Under current law, no expansion can take place unless the commission votes for it. Hanger is proposing that eligibility expand automatically unless actively voted against by the commission.

The debate over the publicly funded health insurance program for the poor has delayed passage of the state's roughly $96 billion biennial budget and threatened a possible state government shutdown.

Hanger said in a statement that he hopes his proposal will allow lawmakers to "move quickly to final passage of a budget and preserve Virginia's record of fiscal responsibility."

Most Republicans oppose expanding Medicaid eligibility, which is a key part of the President Barack Obama's Affordable Care Act. GOP lawmakers say the federal government's promises to pay for the bulk of the expansion can't be trusted.

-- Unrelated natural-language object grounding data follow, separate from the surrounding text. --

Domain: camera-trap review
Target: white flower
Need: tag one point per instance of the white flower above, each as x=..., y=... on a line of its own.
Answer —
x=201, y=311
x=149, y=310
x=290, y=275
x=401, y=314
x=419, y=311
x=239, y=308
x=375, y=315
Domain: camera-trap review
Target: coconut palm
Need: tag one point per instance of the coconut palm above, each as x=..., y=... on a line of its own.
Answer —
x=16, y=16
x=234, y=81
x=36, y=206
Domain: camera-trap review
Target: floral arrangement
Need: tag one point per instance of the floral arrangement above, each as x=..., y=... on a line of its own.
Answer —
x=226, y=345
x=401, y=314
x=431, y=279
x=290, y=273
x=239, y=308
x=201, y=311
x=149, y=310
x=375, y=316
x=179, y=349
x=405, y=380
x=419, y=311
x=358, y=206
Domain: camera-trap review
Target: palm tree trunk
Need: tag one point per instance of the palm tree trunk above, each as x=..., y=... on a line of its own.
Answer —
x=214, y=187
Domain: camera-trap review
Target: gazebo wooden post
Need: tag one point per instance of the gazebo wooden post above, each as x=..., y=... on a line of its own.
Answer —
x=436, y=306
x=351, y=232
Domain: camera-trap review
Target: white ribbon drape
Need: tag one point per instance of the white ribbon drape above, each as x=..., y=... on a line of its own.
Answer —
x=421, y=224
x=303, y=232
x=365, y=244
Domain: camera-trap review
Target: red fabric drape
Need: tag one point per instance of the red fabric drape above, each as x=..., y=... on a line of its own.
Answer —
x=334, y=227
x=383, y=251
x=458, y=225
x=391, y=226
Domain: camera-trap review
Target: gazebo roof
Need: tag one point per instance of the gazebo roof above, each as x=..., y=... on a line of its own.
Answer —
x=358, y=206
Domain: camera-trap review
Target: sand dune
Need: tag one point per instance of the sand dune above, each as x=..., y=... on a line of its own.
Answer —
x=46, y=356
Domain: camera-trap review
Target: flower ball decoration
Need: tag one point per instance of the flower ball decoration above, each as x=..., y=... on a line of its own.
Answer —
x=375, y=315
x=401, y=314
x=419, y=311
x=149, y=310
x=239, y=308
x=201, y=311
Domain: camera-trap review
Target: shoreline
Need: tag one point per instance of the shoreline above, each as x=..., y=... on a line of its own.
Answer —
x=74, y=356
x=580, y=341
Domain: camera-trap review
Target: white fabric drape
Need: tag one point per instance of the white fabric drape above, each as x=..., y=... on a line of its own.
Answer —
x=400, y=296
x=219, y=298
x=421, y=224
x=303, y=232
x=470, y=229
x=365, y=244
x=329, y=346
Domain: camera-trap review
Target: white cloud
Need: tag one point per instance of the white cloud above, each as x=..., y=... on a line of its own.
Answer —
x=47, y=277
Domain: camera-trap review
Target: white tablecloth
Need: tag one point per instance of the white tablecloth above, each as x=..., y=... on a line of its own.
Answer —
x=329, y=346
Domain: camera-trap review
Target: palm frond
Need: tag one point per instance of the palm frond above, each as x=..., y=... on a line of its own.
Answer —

Most Democrats and three Republican senators, including Hanger, support increasing eligibility to about 400,000 low-income residents, saying the state can't afford to forgo a huge infusion of federal funds.

There's been virtually no movement on either side since the General Assembly adjourned from its regular session in March.

But both House Republican leaders and Democratic Gov. Terry McAuliffe said Thursday they were encouraged by Hanger's proposal and said it merits further study — marking the first small area of agreement between the two sides since the impasse began.

Adding urgency for a compromise is the looming June 30 end to Virginia's fiscal year. The commonwealth has never started a new fiscal year without a budget in place, and Republicans and McAuliffe have been at odds over what power the governor would have to spend state funds absent a budget.